Perhaps this isn't particularly surprising given the history of reaction towards the dm-presets on his board. If one didn't consider those developments significant then, it probably wouldn't be a stretch for them to think the same now.

At any rate, it would be interesting to see --r3mix develop further (though I feel that "third party presets" with someone's name on them are counter productive towards to goal of simplication and user friendliness at this point; LAME needs consolidation, not further fragmentation), but I can almost guarentee that quality improvements cannot be had without increasing size at all, as Roel seems to think is possible. I've worked on this issue very significantly, and it just isn't going to happen. The only way it could be possible is if there were some pretty major changes to the psymodel, and I don't see that happening anytime soon. Furthermore, I feel that LAME is as far as it can be taken just by combining different combinations of command lines. That's why months ago I decided to delve into the code instead...

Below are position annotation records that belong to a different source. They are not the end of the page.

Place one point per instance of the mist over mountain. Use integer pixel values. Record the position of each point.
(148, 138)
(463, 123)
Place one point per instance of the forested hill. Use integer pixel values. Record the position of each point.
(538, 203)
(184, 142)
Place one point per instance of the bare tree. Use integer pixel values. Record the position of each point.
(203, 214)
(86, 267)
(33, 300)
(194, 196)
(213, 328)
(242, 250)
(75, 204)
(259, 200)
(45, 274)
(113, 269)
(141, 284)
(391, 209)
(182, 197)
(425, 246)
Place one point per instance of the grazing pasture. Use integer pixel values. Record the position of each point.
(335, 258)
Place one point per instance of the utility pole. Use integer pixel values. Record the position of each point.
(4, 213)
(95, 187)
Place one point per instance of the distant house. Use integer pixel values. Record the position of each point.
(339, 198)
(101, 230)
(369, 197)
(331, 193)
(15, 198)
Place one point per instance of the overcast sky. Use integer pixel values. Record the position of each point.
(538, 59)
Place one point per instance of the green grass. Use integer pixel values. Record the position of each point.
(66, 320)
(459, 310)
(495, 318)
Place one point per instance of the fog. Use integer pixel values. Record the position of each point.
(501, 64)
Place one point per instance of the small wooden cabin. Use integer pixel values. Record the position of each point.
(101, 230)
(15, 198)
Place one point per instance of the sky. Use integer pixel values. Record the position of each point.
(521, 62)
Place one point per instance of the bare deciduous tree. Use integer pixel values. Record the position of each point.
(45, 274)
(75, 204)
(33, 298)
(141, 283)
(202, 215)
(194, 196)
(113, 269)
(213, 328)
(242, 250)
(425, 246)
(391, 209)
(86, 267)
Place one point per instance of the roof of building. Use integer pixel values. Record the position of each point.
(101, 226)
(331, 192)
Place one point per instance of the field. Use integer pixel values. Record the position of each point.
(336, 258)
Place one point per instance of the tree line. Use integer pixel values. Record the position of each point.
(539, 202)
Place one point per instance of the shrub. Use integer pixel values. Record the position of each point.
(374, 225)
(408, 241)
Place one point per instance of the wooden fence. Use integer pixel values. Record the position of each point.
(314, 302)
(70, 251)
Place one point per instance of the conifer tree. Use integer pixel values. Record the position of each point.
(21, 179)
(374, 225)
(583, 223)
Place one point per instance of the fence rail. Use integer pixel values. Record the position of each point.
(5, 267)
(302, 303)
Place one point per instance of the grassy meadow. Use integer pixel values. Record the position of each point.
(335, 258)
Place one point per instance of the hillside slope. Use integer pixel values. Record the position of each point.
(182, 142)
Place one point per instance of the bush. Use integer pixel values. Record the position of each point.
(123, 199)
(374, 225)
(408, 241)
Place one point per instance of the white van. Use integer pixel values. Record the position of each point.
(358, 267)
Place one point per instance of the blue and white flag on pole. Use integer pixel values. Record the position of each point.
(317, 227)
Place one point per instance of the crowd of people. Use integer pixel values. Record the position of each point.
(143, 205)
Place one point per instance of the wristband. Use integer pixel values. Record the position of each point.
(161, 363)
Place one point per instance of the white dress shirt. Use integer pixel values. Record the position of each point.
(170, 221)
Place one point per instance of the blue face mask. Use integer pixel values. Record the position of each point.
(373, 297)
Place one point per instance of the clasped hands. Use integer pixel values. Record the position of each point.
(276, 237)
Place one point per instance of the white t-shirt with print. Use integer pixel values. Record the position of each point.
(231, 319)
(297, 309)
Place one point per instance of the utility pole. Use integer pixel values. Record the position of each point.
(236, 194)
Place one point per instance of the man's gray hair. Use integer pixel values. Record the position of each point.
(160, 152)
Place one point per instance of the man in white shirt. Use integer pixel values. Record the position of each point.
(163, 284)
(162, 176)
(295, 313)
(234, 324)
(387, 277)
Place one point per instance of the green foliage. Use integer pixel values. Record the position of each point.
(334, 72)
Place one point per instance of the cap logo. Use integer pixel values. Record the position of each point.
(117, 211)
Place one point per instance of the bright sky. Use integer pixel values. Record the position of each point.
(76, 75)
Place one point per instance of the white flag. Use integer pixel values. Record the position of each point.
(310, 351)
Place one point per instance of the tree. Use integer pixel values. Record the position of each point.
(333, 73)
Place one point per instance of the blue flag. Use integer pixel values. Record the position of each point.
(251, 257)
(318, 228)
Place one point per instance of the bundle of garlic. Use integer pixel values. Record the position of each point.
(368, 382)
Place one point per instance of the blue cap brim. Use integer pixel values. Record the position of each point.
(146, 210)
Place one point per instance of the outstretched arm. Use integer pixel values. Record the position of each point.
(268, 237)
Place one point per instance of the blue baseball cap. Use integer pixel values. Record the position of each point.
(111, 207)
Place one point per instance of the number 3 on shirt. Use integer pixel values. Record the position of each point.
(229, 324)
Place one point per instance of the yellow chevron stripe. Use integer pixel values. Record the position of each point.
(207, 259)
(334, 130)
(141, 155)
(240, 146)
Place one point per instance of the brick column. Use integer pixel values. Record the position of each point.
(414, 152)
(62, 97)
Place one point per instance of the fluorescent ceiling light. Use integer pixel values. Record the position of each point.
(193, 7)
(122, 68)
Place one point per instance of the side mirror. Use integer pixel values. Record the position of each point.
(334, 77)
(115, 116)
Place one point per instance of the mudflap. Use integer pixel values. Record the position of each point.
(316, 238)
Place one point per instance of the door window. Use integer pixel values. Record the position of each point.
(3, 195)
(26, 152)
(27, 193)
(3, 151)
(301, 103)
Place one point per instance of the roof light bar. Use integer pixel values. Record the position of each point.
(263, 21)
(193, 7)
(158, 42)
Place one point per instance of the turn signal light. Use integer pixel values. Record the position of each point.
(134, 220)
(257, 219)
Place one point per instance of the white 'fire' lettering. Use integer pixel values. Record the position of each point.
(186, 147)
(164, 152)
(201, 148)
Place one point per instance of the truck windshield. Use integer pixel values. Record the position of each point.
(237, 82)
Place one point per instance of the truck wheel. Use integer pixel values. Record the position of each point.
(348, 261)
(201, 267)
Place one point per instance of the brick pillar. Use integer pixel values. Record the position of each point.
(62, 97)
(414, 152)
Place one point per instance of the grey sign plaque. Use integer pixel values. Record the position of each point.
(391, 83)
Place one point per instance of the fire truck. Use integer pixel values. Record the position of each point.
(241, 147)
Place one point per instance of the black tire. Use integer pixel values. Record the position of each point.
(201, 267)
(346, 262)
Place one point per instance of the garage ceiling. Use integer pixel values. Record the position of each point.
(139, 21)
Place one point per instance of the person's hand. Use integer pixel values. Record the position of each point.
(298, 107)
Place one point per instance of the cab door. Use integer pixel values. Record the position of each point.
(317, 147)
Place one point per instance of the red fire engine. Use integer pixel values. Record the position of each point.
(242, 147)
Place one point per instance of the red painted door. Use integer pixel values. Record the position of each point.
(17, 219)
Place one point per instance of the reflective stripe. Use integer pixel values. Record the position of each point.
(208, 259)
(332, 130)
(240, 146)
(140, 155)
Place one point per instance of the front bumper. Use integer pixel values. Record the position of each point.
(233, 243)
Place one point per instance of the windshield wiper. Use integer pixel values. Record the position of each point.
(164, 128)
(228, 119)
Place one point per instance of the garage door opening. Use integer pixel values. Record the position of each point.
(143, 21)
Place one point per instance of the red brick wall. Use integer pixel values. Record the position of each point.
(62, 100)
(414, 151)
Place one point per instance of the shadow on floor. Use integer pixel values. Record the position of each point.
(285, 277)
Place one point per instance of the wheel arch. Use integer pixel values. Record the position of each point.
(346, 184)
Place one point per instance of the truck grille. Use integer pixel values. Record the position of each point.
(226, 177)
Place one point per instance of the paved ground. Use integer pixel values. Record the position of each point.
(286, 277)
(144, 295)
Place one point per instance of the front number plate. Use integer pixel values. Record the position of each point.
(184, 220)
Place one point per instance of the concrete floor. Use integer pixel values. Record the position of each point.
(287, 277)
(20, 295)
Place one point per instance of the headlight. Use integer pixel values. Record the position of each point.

We'll wait and see what happens, but it seems like someone is expecting a miracle, and it just ain't there smile.gif What's more, in the past Roel has not shown concern for fixing the many samples which have caused problems in the past and has played down the matter, saying that the person must be abnormal and perhaps should not use MP3 or should normalize their file first or something else. I'd be simply astonished to see the approach to this change now. When you have one person who is apparently unable to hear faults, does not seem to show interest in scientific methodology (abx), is willing to rely on flawed techniques for comparison (freq analysis), and seperates himself from people with sensitive hearing who could help improve things, how can you possibly expect much progress? Take MPC, PsyTEL, or Vorbis for example... if this was the approach used there, they wouldn't be anywhere near the level of quality they are currently at.

And personally I still don't see how 192kbps average is "too high" of a bitrate, especially since the mp3 groups have been trading in this format for years.... I think most users feel this way these days also considering the explosive growth of the use of the --alt-presets.

So at the end of the day, using the bitrate excuse and the .5khz difference in lowpass as reasons for ignoring --aps, just seems like a last stand... an unwillingness to embrace improvements simply for the sake of pride and being stubborn.